Observability is the Answer

I remain convinced that a significant contributor to this lack of consensus is incomplete observability. Organizations are unable to build a profile for any application because they lack metrics that matter to that profile. A more complete picture—inclusive of costs—will ultimately enable AI models to predict the best location for an application simply by profiling it.

But we continue to hear, through our research, that lack of visibility remains a significant challenge—particularly for organizations operating in multiple locations. This is largely thanks to delivery and security sprawl, with disparate tools and services employed per location. With no common layer to generate the metrics that matter, organizations must become data science experts simply to unravel the simplest of statistics with respect to cost, performance, and security.

Unsurprisingly, cost efficiency and visibility were the top two benefits of a cloud-agnostic approach to application delivery. Put visibility first and they remain the top two benefits of a cloud-agnostic approach to application security, as well. That would be huge, as the top pain point for organizations operating across multiple locations was mitigating zero-day threats with 51% of respondents tagging it. But troubleshooting distributed application issues came in as a close second at 50%.
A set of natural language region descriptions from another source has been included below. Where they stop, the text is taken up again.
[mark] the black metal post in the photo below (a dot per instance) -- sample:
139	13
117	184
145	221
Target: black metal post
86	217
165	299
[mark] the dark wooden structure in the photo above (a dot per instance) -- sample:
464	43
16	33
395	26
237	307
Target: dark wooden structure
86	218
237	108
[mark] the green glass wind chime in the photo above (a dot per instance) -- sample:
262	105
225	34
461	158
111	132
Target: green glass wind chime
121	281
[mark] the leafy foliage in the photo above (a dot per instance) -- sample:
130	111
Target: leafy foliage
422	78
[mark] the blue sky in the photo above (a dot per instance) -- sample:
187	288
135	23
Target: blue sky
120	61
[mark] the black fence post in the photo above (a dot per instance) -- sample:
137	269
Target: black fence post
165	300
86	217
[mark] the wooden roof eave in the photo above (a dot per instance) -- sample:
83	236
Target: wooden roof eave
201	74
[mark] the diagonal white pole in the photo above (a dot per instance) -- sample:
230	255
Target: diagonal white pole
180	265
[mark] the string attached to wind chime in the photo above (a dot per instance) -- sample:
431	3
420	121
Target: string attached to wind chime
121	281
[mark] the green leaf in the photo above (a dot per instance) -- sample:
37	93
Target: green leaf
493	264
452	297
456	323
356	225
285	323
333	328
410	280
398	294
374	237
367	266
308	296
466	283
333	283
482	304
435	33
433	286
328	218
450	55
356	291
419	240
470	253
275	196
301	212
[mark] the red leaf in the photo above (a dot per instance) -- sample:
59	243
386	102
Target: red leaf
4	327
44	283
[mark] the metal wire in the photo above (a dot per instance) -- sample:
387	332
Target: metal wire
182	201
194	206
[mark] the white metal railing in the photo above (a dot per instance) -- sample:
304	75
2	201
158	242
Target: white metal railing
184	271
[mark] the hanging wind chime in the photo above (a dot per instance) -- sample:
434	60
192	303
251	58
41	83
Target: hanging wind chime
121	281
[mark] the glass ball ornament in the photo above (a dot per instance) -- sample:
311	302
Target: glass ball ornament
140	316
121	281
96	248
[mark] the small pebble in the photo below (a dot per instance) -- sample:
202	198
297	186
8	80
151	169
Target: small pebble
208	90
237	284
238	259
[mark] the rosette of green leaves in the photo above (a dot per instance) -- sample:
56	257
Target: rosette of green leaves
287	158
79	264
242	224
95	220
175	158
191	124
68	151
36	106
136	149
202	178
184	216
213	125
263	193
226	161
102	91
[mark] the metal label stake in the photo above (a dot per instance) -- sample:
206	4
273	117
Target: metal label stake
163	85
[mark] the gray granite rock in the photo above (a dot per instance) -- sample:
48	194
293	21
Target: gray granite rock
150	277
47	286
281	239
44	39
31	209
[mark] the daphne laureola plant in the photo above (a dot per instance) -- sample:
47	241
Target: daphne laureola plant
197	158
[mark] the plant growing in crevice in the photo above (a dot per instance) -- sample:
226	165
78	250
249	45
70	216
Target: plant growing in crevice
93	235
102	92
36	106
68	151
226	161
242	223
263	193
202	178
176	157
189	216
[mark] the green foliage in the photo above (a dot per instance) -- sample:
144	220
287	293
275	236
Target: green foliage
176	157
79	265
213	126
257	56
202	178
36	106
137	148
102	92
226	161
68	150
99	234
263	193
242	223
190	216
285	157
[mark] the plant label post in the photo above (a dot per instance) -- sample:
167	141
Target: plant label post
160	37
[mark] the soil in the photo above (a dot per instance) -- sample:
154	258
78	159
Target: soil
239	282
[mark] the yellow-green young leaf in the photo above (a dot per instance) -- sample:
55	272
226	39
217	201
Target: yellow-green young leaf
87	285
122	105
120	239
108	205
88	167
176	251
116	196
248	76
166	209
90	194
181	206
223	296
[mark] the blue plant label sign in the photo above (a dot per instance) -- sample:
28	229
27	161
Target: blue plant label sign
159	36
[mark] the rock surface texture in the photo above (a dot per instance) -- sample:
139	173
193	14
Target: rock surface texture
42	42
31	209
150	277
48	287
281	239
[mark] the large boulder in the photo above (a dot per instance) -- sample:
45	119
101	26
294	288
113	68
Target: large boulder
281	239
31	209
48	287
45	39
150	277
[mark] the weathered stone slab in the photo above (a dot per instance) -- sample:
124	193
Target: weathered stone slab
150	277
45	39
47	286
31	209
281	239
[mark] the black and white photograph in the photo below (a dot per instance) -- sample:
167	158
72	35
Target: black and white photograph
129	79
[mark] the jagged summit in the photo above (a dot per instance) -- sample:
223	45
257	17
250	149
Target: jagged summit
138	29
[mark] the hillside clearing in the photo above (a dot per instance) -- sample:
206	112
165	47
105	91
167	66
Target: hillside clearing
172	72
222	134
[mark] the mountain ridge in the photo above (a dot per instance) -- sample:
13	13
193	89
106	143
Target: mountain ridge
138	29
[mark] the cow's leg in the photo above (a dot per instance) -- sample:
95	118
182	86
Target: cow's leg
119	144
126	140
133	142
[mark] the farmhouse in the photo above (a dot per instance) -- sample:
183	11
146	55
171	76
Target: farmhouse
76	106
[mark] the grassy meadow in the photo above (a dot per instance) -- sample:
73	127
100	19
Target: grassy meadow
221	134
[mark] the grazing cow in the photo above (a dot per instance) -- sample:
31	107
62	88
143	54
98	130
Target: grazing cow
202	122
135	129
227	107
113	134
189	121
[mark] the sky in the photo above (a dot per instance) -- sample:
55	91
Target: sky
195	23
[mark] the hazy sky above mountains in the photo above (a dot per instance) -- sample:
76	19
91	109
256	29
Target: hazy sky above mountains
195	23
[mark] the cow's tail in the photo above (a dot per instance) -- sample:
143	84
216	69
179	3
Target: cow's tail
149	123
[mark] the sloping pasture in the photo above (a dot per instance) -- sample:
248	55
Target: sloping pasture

As organizations grapple with the complexities of a hybrid, multicloud IT estate, the path to an optimized application strategy hinges on visibility. Complete observability isn’t just a buzzword—it’s the foundation for informed, pre-deployment decisions that minimize costly repatriation and migration efforts. Without unified metrics across environments, enterprises remain mired in a trial-by-error approach to application deployment, exacerbated by security, performance, and cost challenges unique to each location.

The solution lies in a cloud-agnostic, unified platform that consolidates application delivery and security data across all environments. With a common layer for observability, organizations can shift from reactive troubleshooting to proactive optimization, driving efficiency and mitigating critical threats with confidence.

The road to a stable, scalable, and secure hybrid IT landscape is paved with visibility. By investing in tools that unify observability across core, cloud, and edge, organizations can finally bring order to the complexity of multicloud, ensuring that each application finds its ideal home—wherever that may be.